I went to Linyi, China, in June because a chance to teach in Thailand suddenly evaporated due to the May crackdowns on “Red Shirts,” leaving me with under-utilized air tickets.  So I asked a colleague to arrange for an invitation to lecture at the University of Linyi, China, in her home town.  She has always apologized for her home town, which as a demographer she points out is “not that important” even in Shandong Province which has several cities more important than Linyi.  As for Linyi itself, it only has about ten million people.  Unimportant though Linyi may be, that type of population should be enough to put it in the top 20 large cities for the world, i.e. somewhere between New York City and Los Angeles! Alas, a search of Wikipedia’s list revealed that while Linyi did indeed have 10 million people, but apparently such raw numbers are insufficient for getting it on any of the top-20, or even top 100 lists.  Apparently raw numbers is not only what such biggest cities lists are about.  China is big, but why shouldn’t a city of 10 million make some kind of list?

So what does the city of 10 million which makes none of the lists look like?  The answer is that it really looks new.  Proud citizens of Linyi drove us around at night and during the day to show off the new construction.  Remarkable was the multi-story apartment buildings of which there were scores, if not hundreds.  Indeed, there were at least 100 thirty story buildings under construction, and expansive hopes that China’s they hope rural poor will soon fill them.  Hundreds of other buildings between about eight and 30 stories were already filled.

Equally remarkable were the many public plazas, parks, and beaches constructed during the few years.  Sand was imported to make miles of the river shoreline into public beach front.  Public art was erected in many locales, and an impressive suspension bridge, and artistic lighting added an enchantment to the bridges and t.v. tower.

I lectured at a sprawling university which was newer, or under construction.  Linyi University dates from 1941, but construction on the new campus I went to began in the 1990s, and students first arrived in 2002.  Today Linyi University has 30,000 students.  The ninety or so I lectured to (in English) were attentive and eager to listen to what I confess became a lot of very dry sociology.  Children of China’s rural areas, they were eager to identify how sociology could fix what they call the “economic gap” between rich and poor.  Anyway, they laughed at most of my jokes.

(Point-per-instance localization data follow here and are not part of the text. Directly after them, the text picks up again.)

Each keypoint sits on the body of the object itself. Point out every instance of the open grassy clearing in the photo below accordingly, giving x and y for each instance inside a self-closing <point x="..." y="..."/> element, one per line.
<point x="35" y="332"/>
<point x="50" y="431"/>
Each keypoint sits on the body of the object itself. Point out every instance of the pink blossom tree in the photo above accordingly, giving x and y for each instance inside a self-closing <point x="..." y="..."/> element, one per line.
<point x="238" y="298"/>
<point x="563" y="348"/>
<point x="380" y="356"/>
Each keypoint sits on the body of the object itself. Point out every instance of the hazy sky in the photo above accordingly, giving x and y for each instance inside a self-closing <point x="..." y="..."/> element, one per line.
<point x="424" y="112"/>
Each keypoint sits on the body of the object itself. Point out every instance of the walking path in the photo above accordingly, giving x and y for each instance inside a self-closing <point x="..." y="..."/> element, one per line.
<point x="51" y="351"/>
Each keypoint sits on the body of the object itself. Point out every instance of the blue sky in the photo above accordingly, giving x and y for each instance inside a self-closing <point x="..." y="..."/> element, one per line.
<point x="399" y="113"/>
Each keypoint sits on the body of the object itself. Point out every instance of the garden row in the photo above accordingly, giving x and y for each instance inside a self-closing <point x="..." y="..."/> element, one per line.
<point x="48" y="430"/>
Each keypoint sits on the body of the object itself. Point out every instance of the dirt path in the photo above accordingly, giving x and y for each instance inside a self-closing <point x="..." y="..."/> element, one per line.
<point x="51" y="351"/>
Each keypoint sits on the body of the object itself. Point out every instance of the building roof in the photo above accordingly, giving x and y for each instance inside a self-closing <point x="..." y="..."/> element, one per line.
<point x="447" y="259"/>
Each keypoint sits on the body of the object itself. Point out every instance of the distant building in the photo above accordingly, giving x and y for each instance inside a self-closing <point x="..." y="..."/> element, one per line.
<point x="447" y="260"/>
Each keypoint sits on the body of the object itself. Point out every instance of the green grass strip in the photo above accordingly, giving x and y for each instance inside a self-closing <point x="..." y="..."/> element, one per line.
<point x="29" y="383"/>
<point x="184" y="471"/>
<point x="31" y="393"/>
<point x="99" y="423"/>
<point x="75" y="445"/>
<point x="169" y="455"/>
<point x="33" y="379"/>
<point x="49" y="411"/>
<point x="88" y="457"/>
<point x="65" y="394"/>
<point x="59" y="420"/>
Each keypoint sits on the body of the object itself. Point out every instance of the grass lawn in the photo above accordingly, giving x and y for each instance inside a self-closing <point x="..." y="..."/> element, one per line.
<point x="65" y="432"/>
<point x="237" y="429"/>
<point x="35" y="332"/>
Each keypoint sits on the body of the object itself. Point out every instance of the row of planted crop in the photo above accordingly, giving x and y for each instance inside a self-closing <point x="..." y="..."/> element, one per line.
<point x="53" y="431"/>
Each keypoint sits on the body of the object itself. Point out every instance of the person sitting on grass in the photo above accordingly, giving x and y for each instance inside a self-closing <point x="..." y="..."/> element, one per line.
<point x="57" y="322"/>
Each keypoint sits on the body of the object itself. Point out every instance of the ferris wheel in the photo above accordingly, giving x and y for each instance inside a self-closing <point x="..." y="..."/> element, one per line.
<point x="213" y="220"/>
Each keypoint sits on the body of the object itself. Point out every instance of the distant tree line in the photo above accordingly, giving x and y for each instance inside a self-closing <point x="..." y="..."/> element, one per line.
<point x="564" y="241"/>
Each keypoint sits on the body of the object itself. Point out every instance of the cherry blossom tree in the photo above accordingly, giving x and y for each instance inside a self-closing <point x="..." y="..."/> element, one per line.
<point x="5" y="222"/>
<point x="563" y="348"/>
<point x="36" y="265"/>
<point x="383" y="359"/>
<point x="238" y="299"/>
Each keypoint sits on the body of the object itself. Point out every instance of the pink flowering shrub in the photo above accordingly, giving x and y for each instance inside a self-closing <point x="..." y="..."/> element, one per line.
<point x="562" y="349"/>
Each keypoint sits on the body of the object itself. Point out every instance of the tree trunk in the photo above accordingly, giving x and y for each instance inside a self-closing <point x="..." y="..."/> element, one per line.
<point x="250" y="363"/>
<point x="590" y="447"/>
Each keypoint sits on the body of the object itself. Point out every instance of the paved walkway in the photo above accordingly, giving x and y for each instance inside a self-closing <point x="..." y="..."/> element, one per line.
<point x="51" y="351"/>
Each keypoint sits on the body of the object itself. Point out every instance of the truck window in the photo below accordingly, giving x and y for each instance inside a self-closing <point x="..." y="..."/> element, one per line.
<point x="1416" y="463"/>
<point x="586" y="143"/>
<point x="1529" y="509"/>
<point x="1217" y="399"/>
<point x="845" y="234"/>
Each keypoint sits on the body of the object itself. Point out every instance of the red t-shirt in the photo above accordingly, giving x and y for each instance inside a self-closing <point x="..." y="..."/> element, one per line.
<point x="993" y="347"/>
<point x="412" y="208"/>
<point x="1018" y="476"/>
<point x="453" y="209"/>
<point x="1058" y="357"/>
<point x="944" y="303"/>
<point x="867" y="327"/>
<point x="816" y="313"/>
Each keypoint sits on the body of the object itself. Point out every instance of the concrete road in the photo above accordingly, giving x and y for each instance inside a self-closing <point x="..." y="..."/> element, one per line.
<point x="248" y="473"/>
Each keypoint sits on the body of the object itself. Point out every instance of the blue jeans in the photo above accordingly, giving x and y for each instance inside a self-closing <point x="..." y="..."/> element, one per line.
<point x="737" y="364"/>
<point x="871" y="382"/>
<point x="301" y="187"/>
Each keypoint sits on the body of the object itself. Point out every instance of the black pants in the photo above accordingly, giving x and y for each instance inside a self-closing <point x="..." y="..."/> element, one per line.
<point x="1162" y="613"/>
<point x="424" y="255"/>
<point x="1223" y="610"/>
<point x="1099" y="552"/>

Linyi of course is part of China’s policy of rural transformation which is about the government’s attempt to address that “economic gap.”   In yet another giant leap, the city planners of Linyi are hoping to revolutionize life for the rural poor of Shandong, this time pouring them into the modern new skyscrapers.  In doing this they hope to re-create some semblance of the old life by keeping village groupings together, while serving the very new needs of what is hoped will be a new industrial economy.  This is of course a high risk plan—many earlier attempts have foundered on the limits of planned central change, and the laws of unintended consequences.  Whether China’s newest attempt at rural transformation will depend on the success of places like Linyi, and their capacity to absorb the hundreds of millions still living in China’s impoverished country-side.

In the context of such scale, it is of course easy to forget that point my colleague first made: Linyi is not that big or unusual in the context of a larger China.  Indeed, broader questions abound.  What will a Linyi of 15 or 20 million people look like in 2025? Or more important how many Linyi-size cities will there be in China?  As this happens, not only will China change, but so will the top ten, twenty, and hundred largest cities lists on Wikpedia.

Or just maybe this is another case of China and the eyewitness fallacy I wrote about before?